Unnerved but figuring out they needed to do something, the police took samples of the substance and sent it off to the State Crime Lab. The results came back a few days later, indicating what police had already feared. The substance was blood.

But even worse? It was human blood.

Possible causes investigated

One avenue that was checked was if the blood was the result of William Winston’s dialysis equipment – he was a kidney patient who needed dialysis – malfunctioning. But the lab tests confirmed the blood was neither his nor his wife’s. The blood found on the walls was Type O and both Winstons had Type A blood.

The police remained baffled but eventually two possible explanations presented themselves. Either the bleeding walls were a hoax, and police were presumably even suspecting the grown daughters of the Winstons to have planted the blood. It was also alleged that maybe William Winston had received blood from the hospital to be used in his dialysis, and had smeared the walls with it. This theory was featured in the Georgia Skeptic’s newsletter in 1994. But considering the blood wasn’t even the same type as his, this seems elaborate and near impossible. In addition, there is no clear motive for why William Winston would have done this?

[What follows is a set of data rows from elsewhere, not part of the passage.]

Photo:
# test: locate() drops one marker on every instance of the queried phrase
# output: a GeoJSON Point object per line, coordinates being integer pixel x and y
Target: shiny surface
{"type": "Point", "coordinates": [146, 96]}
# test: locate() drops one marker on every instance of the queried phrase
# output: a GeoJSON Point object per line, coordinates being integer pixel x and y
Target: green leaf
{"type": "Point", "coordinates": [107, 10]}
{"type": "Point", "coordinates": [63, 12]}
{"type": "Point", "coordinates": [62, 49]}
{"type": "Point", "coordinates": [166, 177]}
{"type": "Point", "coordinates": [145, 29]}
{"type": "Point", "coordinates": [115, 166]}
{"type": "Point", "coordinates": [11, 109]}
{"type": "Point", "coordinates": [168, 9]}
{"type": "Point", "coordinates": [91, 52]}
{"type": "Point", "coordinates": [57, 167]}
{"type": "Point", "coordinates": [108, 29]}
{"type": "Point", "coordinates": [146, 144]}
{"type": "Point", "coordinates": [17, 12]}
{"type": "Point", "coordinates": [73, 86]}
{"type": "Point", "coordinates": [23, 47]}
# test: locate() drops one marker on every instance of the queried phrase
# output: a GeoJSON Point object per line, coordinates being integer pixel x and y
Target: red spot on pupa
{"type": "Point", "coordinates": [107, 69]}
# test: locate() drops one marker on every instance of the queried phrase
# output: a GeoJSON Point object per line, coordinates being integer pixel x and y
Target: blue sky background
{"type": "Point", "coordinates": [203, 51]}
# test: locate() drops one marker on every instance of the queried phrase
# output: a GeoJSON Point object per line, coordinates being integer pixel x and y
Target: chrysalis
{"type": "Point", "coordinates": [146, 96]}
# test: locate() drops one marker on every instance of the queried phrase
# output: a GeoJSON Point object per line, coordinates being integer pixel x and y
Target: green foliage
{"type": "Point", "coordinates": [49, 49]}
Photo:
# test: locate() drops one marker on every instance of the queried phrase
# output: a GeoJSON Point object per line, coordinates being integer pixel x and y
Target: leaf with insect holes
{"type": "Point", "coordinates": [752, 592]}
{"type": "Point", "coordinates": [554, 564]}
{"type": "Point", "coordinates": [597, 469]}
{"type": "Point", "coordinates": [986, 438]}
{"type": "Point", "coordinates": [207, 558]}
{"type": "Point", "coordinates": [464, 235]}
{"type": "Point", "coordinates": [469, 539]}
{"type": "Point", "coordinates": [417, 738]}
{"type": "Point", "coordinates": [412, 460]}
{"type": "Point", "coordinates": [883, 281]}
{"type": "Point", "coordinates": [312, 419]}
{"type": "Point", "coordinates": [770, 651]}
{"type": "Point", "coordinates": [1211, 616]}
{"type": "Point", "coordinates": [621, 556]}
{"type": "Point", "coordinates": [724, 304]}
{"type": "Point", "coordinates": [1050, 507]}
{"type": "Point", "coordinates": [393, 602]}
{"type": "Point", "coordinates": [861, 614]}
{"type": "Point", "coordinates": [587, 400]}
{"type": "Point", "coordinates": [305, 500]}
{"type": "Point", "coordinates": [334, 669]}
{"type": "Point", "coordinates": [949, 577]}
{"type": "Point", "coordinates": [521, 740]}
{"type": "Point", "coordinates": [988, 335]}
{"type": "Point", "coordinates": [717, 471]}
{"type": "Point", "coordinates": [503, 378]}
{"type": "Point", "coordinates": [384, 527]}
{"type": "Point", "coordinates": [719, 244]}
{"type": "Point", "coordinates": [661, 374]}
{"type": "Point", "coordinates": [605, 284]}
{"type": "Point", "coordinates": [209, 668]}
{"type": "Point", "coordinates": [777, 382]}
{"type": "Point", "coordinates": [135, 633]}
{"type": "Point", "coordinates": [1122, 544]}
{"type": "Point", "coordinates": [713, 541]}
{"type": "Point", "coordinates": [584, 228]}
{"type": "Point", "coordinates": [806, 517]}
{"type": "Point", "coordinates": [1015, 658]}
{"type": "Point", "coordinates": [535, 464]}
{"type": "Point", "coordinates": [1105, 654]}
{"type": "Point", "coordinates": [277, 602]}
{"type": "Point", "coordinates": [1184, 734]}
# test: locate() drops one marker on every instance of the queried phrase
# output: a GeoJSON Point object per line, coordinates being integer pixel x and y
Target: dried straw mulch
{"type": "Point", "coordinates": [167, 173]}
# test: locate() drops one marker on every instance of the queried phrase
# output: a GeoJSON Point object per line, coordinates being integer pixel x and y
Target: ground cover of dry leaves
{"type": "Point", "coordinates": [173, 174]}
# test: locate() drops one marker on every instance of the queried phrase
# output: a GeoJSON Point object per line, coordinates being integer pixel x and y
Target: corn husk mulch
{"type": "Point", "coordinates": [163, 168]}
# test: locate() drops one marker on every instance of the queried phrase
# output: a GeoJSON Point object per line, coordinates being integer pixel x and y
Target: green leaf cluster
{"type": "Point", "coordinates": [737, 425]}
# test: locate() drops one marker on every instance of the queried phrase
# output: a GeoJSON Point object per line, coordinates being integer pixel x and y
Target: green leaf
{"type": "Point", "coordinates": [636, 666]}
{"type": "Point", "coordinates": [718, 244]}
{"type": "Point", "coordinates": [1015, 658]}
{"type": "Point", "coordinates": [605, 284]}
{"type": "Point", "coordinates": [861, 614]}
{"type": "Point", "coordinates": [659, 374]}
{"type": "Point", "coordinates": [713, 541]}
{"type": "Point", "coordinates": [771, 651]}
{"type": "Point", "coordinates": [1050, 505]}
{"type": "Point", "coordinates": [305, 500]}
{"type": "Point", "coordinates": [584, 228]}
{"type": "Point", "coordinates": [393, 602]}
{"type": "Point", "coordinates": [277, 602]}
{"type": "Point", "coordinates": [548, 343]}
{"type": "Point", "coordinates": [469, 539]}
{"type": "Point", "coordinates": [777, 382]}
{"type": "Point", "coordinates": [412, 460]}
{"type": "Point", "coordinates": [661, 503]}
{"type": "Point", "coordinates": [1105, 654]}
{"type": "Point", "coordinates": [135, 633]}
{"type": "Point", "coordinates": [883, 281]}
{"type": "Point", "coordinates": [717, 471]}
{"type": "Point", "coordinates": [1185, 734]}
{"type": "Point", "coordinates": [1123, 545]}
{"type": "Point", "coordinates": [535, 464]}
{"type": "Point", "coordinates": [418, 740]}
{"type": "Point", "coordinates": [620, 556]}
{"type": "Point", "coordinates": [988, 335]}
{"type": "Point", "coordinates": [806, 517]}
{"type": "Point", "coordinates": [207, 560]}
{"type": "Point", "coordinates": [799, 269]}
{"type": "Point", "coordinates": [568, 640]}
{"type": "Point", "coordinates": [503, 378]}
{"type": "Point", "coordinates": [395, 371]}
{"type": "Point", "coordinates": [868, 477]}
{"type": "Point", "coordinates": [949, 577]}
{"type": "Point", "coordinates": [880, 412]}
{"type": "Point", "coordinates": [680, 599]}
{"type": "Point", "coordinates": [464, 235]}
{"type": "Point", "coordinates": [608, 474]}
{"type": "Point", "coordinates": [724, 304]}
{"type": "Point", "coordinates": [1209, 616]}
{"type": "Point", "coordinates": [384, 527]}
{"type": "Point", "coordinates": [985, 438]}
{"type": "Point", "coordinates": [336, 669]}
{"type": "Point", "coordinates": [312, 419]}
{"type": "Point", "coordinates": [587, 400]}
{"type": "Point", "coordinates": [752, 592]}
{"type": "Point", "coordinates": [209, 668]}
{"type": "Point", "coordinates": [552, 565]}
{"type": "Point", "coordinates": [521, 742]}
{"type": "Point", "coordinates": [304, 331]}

The second option was that whatever was going on at The Blood House, it was supernatural in origin. What exactly it was – a ghost, blood demon, a vampire throwing up all over the walls – even the most seasoned paranormal enthusiasts and parapsychologists could not provide a clear answer to. The rain of blood incident seems similar to other events, causes also unknown but presumed to be paranormal in nature, that have happened in the past and were documented in a variety of books, such as rocks falling out of the sky or a rain of blood falling from a clear sky.

What happened to the Winstons?

After the events, the Winstons stayed in the house. Understandably, because it had been their home for over two decades, but if it were me, I would likely pack my stuff and get the heck out of there.

William Winston passed away about two years after the incident, but Minnie Winston continued to live for many, many years and eventually passed away in 2015.

The walls at 1114 Fountain Drive never bled again – until this day.

Is it a hoax or not?

All we can say for sure is that on the night of 8 September 1987, there was blood smeared across the walls of 1114 Fountain Drive, colouring both the walls and floors bright red. There were police reports of this, and although the case is still open and the cause remains unknown, the fact that there was human blood on the walls, not belonging to the inhabitants, is duly proven.

In other words, the urban legend of the Bleeding House is completely true.

But what the cause is of this blood – if it appeared out of nowhere, due to a paranormal phenomenon, or if it was an elaborate hoax? We may never know for sure.